The American Health Care Act is a tax bill. A tax reduction bill. It would reduce taxes by about $600 billion, though only a very few Arkansans would see any savings: about half the cuts would benefit households with incomes above a quarter-million dollars annually, and only those with investment income; under Obamacare the levy is a fraction less than four percent. The balance of the tax cuts would accrue to insurance corporations, drug companies and medical equipment manufacturers.


The second thing: Trumpcare, as presently constituted, has no chance of passage. Its prospects in the House, under the uncertain leadership of Speaker Paul Ryan, are grim — grim being sunny as compared to the certain death that awaits it on the other side of the Capitol. The Senate is, to borrow a phrase, a death panel, its judgment on Trumpcare already pronounced.


Interestingly, Arkansas’s Tom Cotton may have been the very first senator (or judge) to pass sentence on the bill, only hours after the Speaker brought it to the courtroom. Votes aren’t there, he said. What’s the rush? he asked. And let’s wait on the cost estimates from the Congressional Budget Office.


The wait ended the following day, and it was worse than the Trump-Ryan team had feared. Yes, if enacted, the plan would shave almost $340 billion from the federal deficit in the coming decade; but in the same period 24 million Americans would get a haircut: their health insurance would disappear.


Having anticipated a politically negative assessment from the CBO, the Republican leadership, House and White House, had begun challenging the numbers even before they were released. Mr. Trump’s health secretary was everywhere, assuring the spooked and the skeptical of his party that the calculations did not fully consider the administration’s three-step program for repeal-and-replace.


Cotton was not mollified. If anything he seemed even more irritated. The Ryan approach may be repeal, he snorted, but there’s no replace.


“There is no three-phase process. There is no three-step plan,” Cotton told a radio interviewer. “That is just political talk. It’s just politicians engaging in spin.”


Besides, Cotton said, you had to give opponents of the Ryan bill their due:


“They’re right that coverage levels will go down in the coming years under the House bill. They’re also right, I’m afraid, that insurance premiums will continue to go up in the near term, for three to four years, before they start perhaps falling in the long term.
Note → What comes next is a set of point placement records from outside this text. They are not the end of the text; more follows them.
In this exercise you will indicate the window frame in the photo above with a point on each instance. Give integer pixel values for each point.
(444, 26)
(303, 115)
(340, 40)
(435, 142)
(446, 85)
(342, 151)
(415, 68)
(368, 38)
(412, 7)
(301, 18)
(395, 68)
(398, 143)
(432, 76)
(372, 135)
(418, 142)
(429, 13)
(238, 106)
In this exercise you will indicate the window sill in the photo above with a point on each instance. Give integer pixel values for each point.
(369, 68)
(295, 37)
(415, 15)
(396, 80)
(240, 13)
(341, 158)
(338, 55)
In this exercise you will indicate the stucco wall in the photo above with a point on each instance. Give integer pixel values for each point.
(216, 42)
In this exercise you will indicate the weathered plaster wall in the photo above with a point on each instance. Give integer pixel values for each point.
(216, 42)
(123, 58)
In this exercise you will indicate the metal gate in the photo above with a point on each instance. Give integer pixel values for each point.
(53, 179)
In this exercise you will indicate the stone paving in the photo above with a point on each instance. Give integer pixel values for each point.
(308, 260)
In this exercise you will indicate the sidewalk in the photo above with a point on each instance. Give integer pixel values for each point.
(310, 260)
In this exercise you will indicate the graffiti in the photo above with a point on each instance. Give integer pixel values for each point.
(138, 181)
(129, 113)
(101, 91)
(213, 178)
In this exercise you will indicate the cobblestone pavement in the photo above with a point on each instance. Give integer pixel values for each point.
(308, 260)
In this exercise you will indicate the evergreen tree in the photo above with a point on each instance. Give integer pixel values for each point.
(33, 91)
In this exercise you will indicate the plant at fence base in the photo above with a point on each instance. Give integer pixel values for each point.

However, I suspect that the political consequences of those near-term changes means that the long term will never actually arrive.”
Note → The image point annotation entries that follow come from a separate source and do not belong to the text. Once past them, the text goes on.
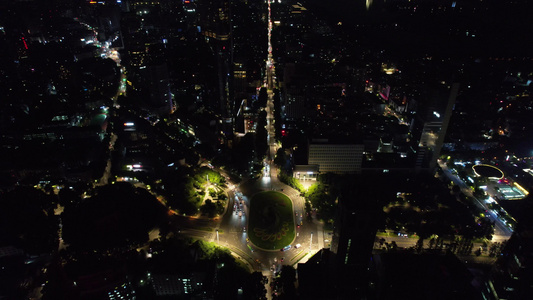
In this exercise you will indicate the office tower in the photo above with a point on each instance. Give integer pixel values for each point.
(343, 157)
(354, 232)
(215, 25)
(512, 274)
(432, 122)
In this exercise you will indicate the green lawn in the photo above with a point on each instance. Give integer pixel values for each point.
(271, 222)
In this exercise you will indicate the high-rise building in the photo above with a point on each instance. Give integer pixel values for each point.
(354, 232)
(512, 274)
(336, 157)
(431, 125)
(215, 25)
Those consequences, Cotton made clear, could include surrendering GOP control of the House to Democrats. Republican members, he advised, should decline to “walk the plank.”


The relative silence of Arkansas’s U.S. representatives suggests they understand the stakes. The First District’s Rick Crawford quickly dismissed the legislation as, essentially, a betrayal. With an important vote looming, the Fourth District’s Bruce Westerman, whose seat on the Budget Committee gives him a significant voice on the bill, was undecided. Cotton’s Arkansas colleague in the Senate, John Boozman, was expressing serious reservations as well.
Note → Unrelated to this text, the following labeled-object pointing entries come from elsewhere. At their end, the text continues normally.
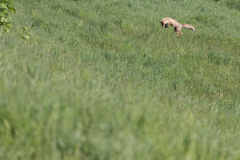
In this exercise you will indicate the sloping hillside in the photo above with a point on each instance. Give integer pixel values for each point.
(102, 80)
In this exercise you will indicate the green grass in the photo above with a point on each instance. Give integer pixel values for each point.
(102, 80)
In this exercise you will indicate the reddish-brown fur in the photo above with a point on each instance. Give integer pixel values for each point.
(177, 26)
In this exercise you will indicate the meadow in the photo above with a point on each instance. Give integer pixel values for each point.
(100, 79)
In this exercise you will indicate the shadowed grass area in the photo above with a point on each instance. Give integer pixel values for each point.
(102, 80)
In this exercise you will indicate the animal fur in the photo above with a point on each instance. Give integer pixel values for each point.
(177, 26)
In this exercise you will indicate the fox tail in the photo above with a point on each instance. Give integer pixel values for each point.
(188, 26)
Gov. Asa Hutchinson’s had announced his reservations at about the same time Cotton was dismissing Trumpcare. More flexibility was needed, Mr, Hutchinson said. More to the point, the Medicaid money the Ryan plan would scale back would soon enough blow his budget to smithereens. One suspects the Governor has spoken, with some urgency, to all six Arkansas delegates to Washington. And that every other Republican governor in those states that expanded their Medicaid programs, to take advantage of the billions in federal dollars Obamacare provided, had similar chats with their congressional delegations.


What will emerge from the confusion, from the rubble that already is the Trump-Ryan repeal-and-not-really-replace plan? From a U.S. House divided not only along partisan but intra-party lines? The best answer is, not much in the near term, and perhaps nothing very much beyond that.